Да, тогда Селерен ездил ненадолго в Антверпен покупать камни.

– Другой раз, – продолжала консьержка, – несколько месяцев назад… Про этих двоих можно сказать, что они любили друг друга. Мсье Брассье всегда приносил ей всякие лакомства, он приходил первым…

– Как вы его назвали?

Он не верил своим ушам.

– Мсье Брассье, а что? Он же должен был назвать свое настоящее имя, чтобы оформить договор… Сперва я подумала, что долго это у них не протянется, что вскоре станут приходить другие женщины… Так нет… Они все время были такими же влюбленными, как в первые дни…

– Человек, о котором вы говорите, действительно Жан-Поль Брассье?

– А кто же еще?

– И долго они оставались наверху?

– Обычно он приходил около трех, она немного попозже. А уходила между пятью и шестью и всегда торопилась…

– Кто там делал уборку?

– Я… Потому-то я их и знаю хорошо… Представьте себе, в спальне стены обиты желтым шелком… Повсюду шелк… Когда она приходила и уходила, на ней не было ничего нарядного… Почти всегда костюм или платье цвета морской волны. Но если бы вы видели постельное белье и халаты там наверху…

Он не посмел попросить ее подняться в квартиру. Он был ошеломлен. Удар оказался сильнее, чем смерть его жены.

Его жены? Он больше не смел употреблять это слово.

Ведь это не было мимолетным увлечением, страстью, которая длится несколько недель или месяцев.

Восемнадцать лет она постоянно приходила на улицу Вашингтона, и не в какие-нибудь номера, а в квартиру, обставленную специально для нее.

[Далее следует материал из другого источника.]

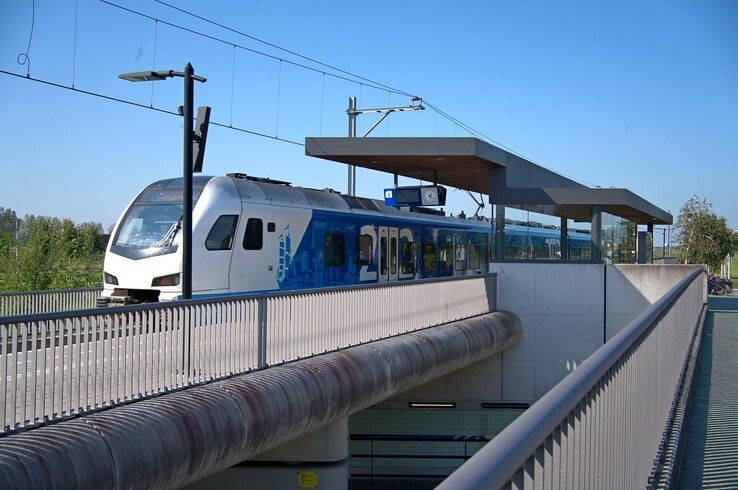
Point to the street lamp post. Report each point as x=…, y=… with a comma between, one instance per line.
x=187, y=111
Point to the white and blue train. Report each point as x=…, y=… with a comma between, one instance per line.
x=257, y=235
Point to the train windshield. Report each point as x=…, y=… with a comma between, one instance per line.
x=154, y=219
x=150, y=226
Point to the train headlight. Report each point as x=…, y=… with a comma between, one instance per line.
x=170, y=280
x=110, y=279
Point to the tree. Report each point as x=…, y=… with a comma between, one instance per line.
x=38, y=253
x=704, y=236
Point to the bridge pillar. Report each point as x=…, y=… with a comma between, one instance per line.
x=318, y=459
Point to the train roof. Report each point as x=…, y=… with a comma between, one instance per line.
x=266, y=191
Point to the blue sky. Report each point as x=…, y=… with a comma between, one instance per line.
x=642, y=95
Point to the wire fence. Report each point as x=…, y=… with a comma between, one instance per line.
x=603, y=425
x=31, y=302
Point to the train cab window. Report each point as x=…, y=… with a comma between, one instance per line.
x=429, y=258
x=474, y=256
x=409, y=257
x=253, y=239
x=221, y=234
x=334, y=250
x=445, y=257
x=364, y=249
x=460, y=256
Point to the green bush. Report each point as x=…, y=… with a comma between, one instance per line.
x=39, y=252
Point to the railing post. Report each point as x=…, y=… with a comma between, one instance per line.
x=262, y=338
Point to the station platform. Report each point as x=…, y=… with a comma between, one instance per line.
x=710, y=458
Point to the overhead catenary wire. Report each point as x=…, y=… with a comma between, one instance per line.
x=373, y=84
x=344, y=76
x=273, y=45
x=143, y=106
x=24, y=58
x=230, y=43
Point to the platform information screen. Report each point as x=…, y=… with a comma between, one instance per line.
x=424, y=195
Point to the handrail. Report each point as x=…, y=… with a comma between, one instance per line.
x=495, y=464
x=53, y=365
x=213, y=300
x=29, y=302
x=66, y=290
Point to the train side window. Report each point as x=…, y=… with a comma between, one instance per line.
x=383, y=255
x=334, y=250
x=460, y=256
x=393, y=255
x=364, y=250
x=253, y=239
x=446, y=257
x=409, y=255
x=221, y=234
x=474, y=256
x=429, y=257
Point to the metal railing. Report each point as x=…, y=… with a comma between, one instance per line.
x=602, y=425
x=61, y=364
x=31, y=302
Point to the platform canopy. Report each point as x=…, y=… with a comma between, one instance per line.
x=475, y=165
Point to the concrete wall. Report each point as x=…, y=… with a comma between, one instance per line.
x=631, y=288
x=561, y=309
x=567, y=310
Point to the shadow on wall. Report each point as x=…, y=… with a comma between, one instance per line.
x=631, y=288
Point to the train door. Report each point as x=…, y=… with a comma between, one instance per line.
x=388, y=270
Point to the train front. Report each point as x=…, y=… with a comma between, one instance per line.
x=143, y=262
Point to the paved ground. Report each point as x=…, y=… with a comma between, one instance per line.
x=711, y=453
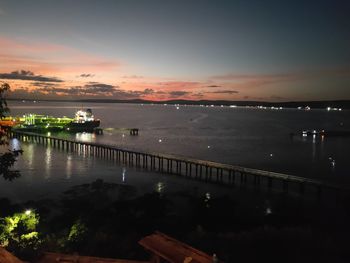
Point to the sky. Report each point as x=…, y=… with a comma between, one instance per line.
x=181, y=49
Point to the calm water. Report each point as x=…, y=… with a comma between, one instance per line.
x=248, y=137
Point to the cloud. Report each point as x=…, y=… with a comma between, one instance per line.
x=86, y=75
x=46, y=58
x=96, y=87
x=224, y=92
x=27, y=75
x=178, y=93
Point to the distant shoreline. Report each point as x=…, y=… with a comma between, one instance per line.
x=343, y=104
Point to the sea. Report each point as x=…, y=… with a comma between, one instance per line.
x=260, y=138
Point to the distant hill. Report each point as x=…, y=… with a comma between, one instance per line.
x=344, y=104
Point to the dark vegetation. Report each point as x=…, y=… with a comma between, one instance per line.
x=344, y=104
x=7, y=157
x=107, y=220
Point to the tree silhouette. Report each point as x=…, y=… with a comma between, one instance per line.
x=7, y=157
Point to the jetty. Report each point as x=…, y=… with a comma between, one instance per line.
x=208, y=171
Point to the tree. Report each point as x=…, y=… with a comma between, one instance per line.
x=7, y=157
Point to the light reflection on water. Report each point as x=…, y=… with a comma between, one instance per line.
x=236, y=136
x=85, y=137
x=69, y=165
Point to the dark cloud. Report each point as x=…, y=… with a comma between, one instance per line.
x=86, y=75
x=133, y=77
x=178, y=93
x=27, y=75
x=277, y=97
x=224, y=92
x=96, y=87
x=43, y=84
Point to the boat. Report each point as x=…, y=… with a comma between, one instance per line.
x=83, y=121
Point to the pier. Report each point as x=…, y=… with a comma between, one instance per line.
x=208, y=171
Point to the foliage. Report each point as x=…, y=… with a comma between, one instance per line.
x=77, y=231
x=19, y=231
x=8, y=158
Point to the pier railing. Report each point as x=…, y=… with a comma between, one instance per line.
x=187, y=167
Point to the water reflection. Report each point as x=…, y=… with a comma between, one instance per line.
x=123, y=175
x=69, y=167
x=160, y=186
x=85, y=137
x=29, y=152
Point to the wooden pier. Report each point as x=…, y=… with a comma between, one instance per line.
x=207, y=171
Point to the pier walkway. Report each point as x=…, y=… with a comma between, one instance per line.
x=207, y=171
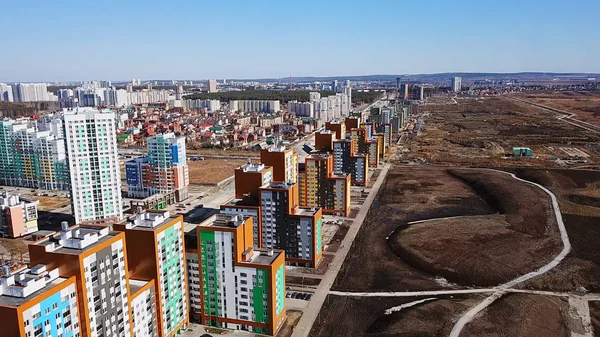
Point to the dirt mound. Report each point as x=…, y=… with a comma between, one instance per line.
x=485, y=250
x=344, y=316
x=473, y=250
x=522, y=315
x=406, y=195
x=584, y=200
x=528, y=209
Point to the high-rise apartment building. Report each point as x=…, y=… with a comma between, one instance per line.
x=321, y=187
x=337, y=126
x=37, y=302
x=345, y=159
x=248, y=180
x=33, y=159
x=97, y=258
x=90, y=138
x=232, y=284
x=269, y=106
x=155, y=245
x=163, y=171
x=143, y=308
x=6, y=93
x=211, y=85
x=18, y=216
x=283, y=161
x=455, y=83
x=286, y=226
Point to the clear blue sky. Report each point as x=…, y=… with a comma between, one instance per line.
x=198, y=39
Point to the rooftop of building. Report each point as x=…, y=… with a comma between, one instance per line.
x=319, y=155
x=279, y=185
x=262, y=256
x=149, y=220
x=247, y=201
x=221, y=220
x=251, y=167
x=21, y=286
x=307, y=211
x=77, y=239
x=136, y=285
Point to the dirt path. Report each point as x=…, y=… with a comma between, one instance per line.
x=470, y=315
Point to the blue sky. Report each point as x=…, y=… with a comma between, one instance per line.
x=83, y=40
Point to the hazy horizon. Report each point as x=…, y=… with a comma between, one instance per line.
x=263, y=39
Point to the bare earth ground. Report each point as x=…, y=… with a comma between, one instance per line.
x=212, y=171
x=478, y=133
x=581, y=268
x=522, y=315
x=585, y=105
x=407, y=195
x=343, y=316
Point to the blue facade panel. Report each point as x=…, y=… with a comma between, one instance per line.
x=52, y=307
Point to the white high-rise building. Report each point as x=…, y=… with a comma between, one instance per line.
x=456, y=83
x=90, y=136
x=6, y=93
x=212, y=85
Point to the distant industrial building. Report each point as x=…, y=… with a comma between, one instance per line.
x=269, y=106
x=164, y=170
x=18, y=216
x=211, y=86
x=456, y=84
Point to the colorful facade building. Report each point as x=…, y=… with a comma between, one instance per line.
x=163, y=171
x=321, y=187
x=18, y=216
x=237, y=286
x=345, y=159
x=155, y=245
x=143, y=308
x=37, y=302
x=284, y=162
x=97, y=259
x=337, y=126
x=286, y=226
x=94, y=168
x=33, y=159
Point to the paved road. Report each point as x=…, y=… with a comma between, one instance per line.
x=310, y=314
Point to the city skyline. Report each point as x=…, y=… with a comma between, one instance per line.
x=243, y=40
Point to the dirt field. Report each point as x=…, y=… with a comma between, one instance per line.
x=479, y=132
x=407, y=195
x=581, y=268
x=212, y=171
x=293, y=316
x=343, y=316
x=586, y=105
x=522, y=315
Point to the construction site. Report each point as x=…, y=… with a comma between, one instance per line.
x=486, y=225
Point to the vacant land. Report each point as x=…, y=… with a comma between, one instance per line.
x=585, y=104
x=407, y=195
x=366, y=316
x=576, y=191
x=212, y=171
x=522, y=315
x=479, y=132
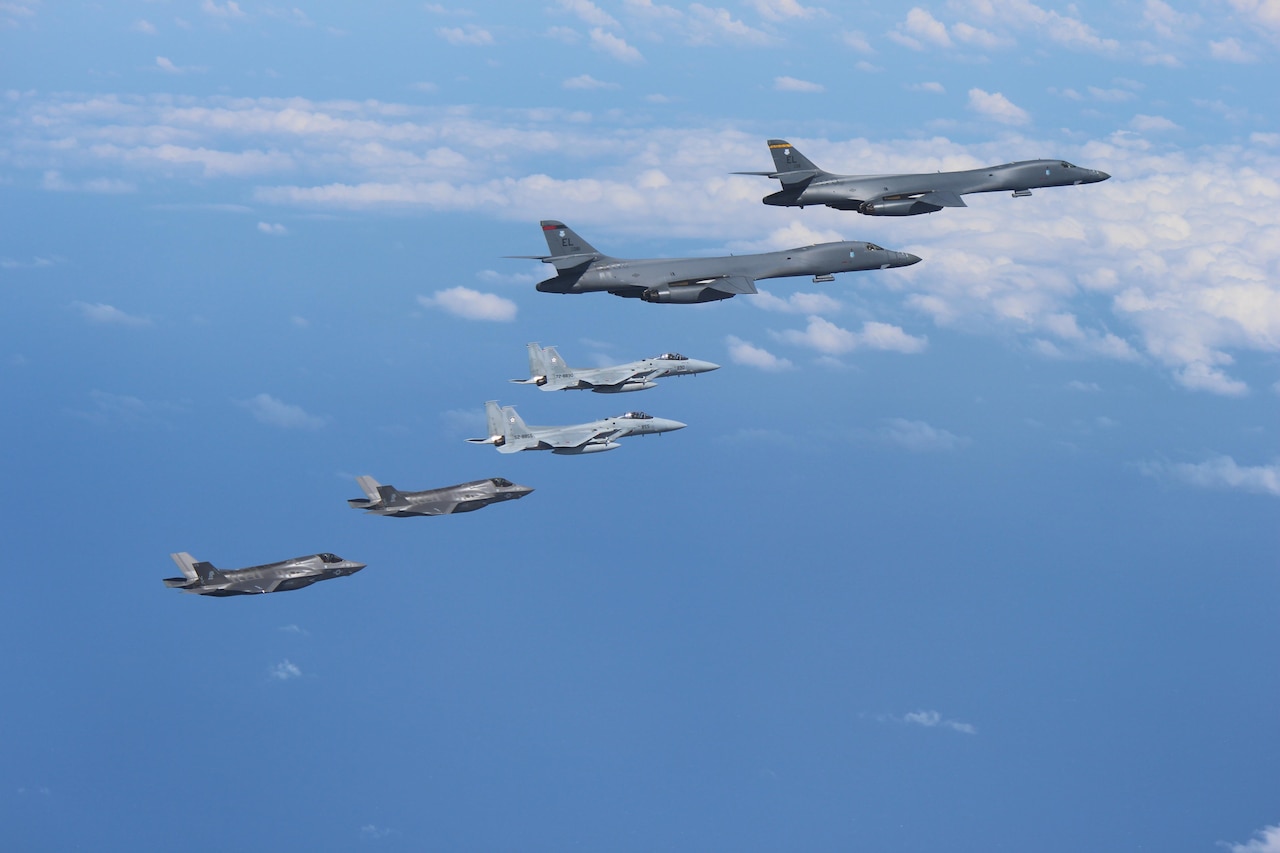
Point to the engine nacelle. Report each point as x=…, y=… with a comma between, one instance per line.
x=630, y=386
x=684, y=295
x=897, y=208
x=585, y=448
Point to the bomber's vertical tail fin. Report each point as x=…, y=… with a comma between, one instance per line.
x=563, y=242
x=787, y=159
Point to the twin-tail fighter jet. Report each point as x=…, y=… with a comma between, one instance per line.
x=464, y=497
x=583, y=269
x=547, y=370
x=204, y=579
x=909, y=195
x=510, y=433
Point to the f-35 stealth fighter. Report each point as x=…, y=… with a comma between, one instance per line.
x=204, y=579
x=547, y=370
x=464, y=497
x=583, y=269
x=909, y=195
x=510, y=433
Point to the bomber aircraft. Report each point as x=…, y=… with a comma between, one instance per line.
x=909, y=195
x=204, y=579
x=583, y=269
x=464, y=497
x=510, y=433
x=547, y=370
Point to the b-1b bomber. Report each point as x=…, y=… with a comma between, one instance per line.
x=909, y=195
x=464, y=497
x=206, y=579
x=511, y=434
x=580, y=268
x=547, y=370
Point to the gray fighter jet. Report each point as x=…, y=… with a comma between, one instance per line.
x=464, y=497
x=581, y=269
x=909, y=195
x=548, y=372
x=510, y=434
x=204, y=579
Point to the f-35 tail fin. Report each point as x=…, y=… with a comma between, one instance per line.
x=192, y=570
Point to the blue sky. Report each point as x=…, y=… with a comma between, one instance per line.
x=976, y=555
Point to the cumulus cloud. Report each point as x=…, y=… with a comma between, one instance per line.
x=1219, y=473
x=918, y=436
x=104, y=314
x=615, y=46
x=830, y=338
x=586, y=81
x=997, y=108
x=472, y=305
x=284, y=671
x=465, y=36
x=1265, y=840
x=794, y=85
x=275, y=413
x=753, y=356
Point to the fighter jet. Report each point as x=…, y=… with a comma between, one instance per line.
x=548, y=372
x=464, y=497
x=510, y=433
x=204, y=579
x=909, y=195
x=581, y=269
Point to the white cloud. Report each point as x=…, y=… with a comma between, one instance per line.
x=109, y=315
x=1148, y=123
x=753, y=356
x=794, y=85
x=997, y=108
x=615, y=46
x=472, y=305
x=469, y=35
x=918, y=436
x=1219, y=473
x=1230, y=50
x=284, y=670
x=589, y=13
x=586, y=81
x=274, y=413
x=1265, y=840
x=827, y=337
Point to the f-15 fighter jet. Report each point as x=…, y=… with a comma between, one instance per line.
x=909, y=195
x=510, y=433
x=547, y=370
x=204, y=579
x=581, y=269
x=464, y=497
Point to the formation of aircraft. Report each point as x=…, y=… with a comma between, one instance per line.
x=464, y=497
x=580, y=268
x=205, y=579
x=511, y=434
x=547, y=370
x=909, y=195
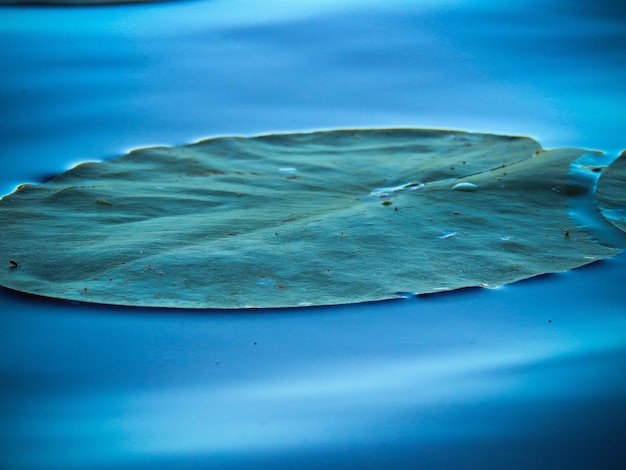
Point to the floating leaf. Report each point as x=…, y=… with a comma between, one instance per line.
x=295, y=219
x=612, y=193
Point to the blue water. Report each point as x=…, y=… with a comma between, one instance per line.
x=531, y=375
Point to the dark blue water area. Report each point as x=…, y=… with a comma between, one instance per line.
x=530, y=375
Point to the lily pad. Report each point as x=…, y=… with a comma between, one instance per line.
x=611, y=193
x=296, y=219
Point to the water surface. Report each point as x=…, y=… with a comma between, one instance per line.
x=530, y=375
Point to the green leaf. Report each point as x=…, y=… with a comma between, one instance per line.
x=296, y=219
x=611, y=193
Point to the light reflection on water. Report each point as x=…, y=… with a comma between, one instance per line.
x=529, y=375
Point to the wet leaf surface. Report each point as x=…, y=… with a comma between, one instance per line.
x=296, y=219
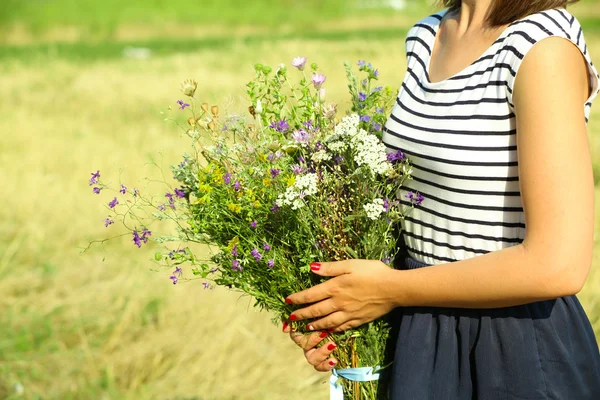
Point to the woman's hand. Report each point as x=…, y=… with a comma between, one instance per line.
x=318, y=357
x=358, y=293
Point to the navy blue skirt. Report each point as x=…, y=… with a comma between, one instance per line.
x=537, y=351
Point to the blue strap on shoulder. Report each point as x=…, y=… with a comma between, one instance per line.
x=363, y=374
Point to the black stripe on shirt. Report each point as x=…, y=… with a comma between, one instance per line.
x=458, y=233
x=462, y=205
x=463, y=177
x=465, y=191
x=453, y=103
x=456, y=117
x=442, y=244
x=453, y=132
x=465, y=220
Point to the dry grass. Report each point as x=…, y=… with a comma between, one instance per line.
x=79, y=327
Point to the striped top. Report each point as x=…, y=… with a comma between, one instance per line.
x=460, y=134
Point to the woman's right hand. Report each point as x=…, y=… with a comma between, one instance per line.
x=318, y=357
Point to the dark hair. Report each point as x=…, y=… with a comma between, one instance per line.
x=504, y=12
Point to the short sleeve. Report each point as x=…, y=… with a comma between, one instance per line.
x=528, y=31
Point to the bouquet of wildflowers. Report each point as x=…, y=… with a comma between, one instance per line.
x=277, y=188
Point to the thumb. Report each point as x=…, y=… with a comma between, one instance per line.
x=334, y=268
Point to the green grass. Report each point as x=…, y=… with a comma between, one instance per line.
x=103, y=325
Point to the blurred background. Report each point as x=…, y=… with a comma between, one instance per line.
x=82, y=87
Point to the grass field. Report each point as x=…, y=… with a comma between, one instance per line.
x=103, y=325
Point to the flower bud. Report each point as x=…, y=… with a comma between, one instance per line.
x=188, y=87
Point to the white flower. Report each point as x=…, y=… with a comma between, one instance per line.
x=374, y=209
x=321, y=155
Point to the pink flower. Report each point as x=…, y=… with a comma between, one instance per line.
x=318, y=79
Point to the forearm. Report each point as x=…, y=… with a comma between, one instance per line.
x=503, y=278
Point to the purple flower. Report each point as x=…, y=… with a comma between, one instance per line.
x=318, y=79
x=94, y=178
x=171, y=200
x=395, y=156
x=309, y=125
x=415, y=198
x=136, y=239
x=256, y=254
x=301, y=136
x=280, y=126
x=299, y=62
x=182, y=104
x=179, y=193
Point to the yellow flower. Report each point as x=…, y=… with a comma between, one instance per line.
x=291, y=179
x=236, y=208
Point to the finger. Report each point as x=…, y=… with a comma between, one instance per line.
x=308, y=341
x=334, y=268
x=320, y=309
x=326, y=365
x=346, y=326
x=317, y=355
x=316, y=293
x=331, y=321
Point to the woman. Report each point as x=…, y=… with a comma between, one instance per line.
x=485, y=308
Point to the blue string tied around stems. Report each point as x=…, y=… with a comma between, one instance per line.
x=363, y=374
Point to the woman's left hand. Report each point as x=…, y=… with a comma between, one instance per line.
x=359, y=292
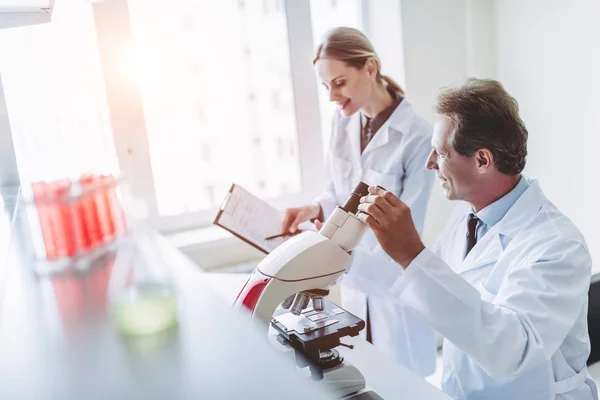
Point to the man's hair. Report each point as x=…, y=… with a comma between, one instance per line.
x=485, y=116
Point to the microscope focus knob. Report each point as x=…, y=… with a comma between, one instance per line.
x=300, y=303
x=318, y=304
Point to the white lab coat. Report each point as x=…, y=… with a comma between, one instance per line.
x=513, y=312
x=395, y=159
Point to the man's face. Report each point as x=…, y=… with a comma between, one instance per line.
x=457, y=174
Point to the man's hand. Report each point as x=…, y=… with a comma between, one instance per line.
x=390, y=220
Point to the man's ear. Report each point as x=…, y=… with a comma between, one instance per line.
x=484, y=160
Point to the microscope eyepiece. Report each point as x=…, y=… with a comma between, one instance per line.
x=351, y=204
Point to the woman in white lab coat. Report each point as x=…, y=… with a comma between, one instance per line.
x=376, y=138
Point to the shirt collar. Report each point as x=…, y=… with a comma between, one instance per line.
x=494, y=212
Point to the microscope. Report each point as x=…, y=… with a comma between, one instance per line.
x=299, y=272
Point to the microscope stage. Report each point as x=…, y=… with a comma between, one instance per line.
x=317, y=330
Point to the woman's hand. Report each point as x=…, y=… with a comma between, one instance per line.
x=295, y=216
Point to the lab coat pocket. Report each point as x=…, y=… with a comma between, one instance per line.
x=486, y=294
x=390, y=182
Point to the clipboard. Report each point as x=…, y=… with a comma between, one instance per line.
x=250, y=219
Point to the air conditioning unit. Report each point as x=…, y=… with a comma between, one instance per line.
x=25, y=6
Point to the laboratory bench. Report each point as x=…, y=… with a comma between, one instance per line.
x=58, y=340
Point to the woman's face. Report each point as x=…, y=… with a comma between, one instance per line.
x=349, y=87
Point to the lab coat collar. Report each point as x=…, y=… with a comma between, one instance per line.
x=523, y=211
x=353, y=134
x=489, y=248
x=399, y=122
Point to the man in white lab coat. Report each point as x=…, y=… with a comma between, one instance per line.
x=507, y=282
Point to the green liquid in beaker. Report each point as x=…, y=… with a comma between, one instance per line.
x=145, y=308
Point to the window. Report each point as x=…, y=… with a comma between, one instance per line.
x=55, y=96
x=231, y=61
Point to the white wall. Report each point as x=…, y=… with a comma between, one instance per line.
x=548, y=58
x=9, y=174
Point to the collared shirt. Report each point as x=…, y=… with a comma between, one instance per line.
x=370, y=126
x=493, y=213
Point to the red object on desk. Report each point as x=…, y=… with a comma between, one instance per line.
x=72, y=224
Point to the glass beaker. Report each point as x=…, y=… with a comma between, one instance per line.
x=143, y=298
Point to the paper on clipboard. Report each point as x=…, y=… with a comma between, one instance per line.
x=250, y=219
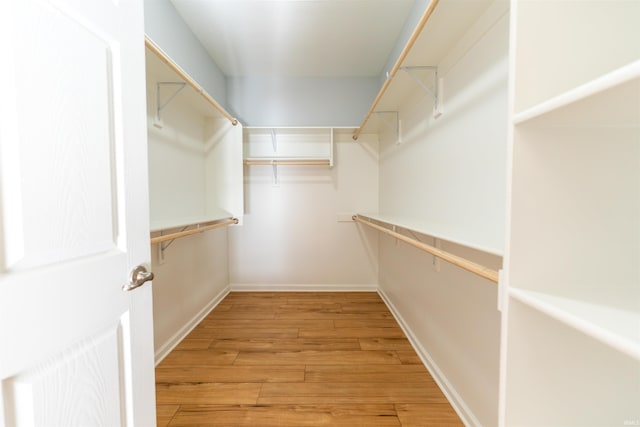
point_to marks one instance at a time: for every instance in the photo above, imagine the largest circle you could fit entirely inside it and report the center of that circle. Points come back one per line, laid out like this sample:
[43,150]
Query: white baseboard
[448,390]
[172,342]
[254,287]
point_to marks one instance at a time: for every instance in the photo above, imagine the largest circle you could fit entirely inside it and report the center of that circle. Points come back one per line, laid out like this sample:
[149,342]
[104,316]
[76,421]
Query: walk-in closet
[320,212]
[487,191]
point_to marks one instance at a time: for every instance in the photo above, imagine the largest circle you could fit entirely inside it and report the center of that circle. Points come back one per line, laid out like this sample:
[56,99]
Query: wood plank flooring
[298,359]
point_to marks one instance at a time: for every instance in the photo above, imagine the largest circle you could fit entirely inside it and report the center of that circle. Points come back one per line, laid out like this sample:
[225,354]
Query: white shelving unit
[420,226]
[288,145]
[195,154]
[571,319]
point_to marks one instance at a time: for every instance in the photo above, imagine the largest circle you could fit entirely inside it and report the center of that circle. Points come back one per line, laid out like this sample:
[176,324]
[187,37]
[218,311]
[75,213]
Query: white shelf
[443,34]
[559,376]
[288,144]
[605,94]
[614,327]
[159,225]
[562,45]
[421,227]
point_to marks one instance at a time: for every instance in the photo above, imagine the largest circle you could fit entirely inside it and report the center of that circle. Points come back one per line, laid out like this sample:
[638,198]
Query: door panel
[65,169]
[81,385]
[74,348]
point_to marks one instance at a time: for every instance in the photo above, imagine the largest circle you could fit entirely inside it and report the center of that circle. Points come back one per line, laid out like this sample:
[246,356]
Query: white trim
[447,388]
[270,287]
[172,342]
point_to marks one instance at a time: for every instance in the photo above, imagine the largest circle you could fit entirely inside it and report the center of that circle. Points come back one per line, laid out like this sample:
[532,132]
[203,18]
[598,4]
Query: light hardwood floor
[298,359]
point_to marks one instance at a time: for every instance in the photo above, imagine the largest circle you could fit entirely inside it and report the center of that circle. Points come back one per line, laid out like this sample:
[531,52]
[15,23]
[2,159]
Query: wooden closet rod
[471,266]
[288,162]
[184,76]
[407,48]
[197,230]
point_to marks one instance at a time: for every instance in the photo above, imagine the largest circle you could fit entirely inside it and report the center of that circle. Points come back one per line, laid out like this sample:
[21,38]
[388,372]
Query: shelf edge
[614,78]
[604,335]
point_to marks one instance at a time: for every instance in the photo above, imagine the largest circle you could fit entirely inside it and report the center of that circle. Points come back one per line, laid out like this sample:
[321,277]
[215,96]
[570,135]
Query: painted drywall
[176,167]
[450,175]
[291,237]
[193,275]
[301,101]
[190,281]
[167,29]
[452,169]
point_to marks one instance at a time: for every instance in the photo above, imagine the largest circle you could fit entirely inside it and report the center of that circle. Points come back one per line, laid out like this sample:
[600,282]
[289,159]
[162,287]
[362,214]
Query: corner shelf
[571,317]
[194,147]
[288,146]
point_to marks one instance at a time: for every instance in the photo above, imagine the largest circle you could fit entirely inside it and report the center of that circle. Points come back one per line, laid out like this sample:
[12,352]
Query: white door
[75,349]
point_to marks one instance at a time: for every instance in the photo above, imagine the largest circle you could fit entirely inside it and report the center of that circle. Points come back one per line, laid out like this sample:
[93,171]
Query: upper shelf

И хранила здесь белье.

Он ездил повидать отца, и когда вернулся, она небрежно сказала ему, словно что-то совсем неважное:

– Прошлую ночь мне пришлось провести у изголовья одной старушки. Она была в агонии, и больше никто не мог облегчить ей смерть…

Она ему врала. Врала целых восемнадцать лет. Она не была ему женой.

Скорее, женой Брассье.

И тот тоже врал ему, рассказывая о своих послеобеденных походах по магазинам.

А была ли в курсе Эвелин? Возможно. Ведь она была слишком занята самой собой, чтобы ревновать.

– Благодарю вас, мадам…

Он уходил, едва волоча ноги. Ему не приходило в голову чего-нибудь выпить. Он бесцельно плелся в направлении Елисейских полей.

Селерен никогда особенно не ценил Брассье, теперь же он его ненавидел.

Напротив, на Аннет он не держал зла. Виноват был он сам. Не годился он ей в мужья. Считал ее заурядным человеком, думающим только о своей самоотверженной работе. Не смог разглядеть в ней ту женщину, какой она была.

Можно сказать, из-за этого она и погибла. Она бежала. Возможно, опаздывала домой. Она бросилась к станции метро, в пути могла бы перевести дух, успокоиться и выглядеть безмятежной, как всегда.

Не его она любила, а Брассье.

И тем не менее продолжала жить с ним. Восемнадцать лет она вела себя как его жена.

Что ему было делать? Убить своего компаньона?

Он не представлял себе, как это он купит пистолет, дождется, когда Брассье войдет в мастерскую, и, не говоря ни слова, застрелит его.

Что от этого изменится? Он забыл войти в метро.

Он все шел и шел. Время от времени шевелил губами. Зажег сигарету, она тут же погасла и прилипла к верхней губе.

Двадцать лет он был самым счастливым человеком на свете. Жил скромно, но у него была жена, которую он сам себе выбрал, была работа, от которой он каждый день получал удовлетворение.

Бывало, он говорил Аннет:

– Знаешь, я слишком счастлив… Временами меня это пугает…

И он не напрасно пугался. Аннет не просто умерла, она любила другого.

Брассье был на похоронах. Селерен не обратил на него внимания. Он ни на кого не обращал внимания – настолько был подавлен. И все же он припомнил, что Брассье первый бросил в могилу цветок, только один цветок – алую розу.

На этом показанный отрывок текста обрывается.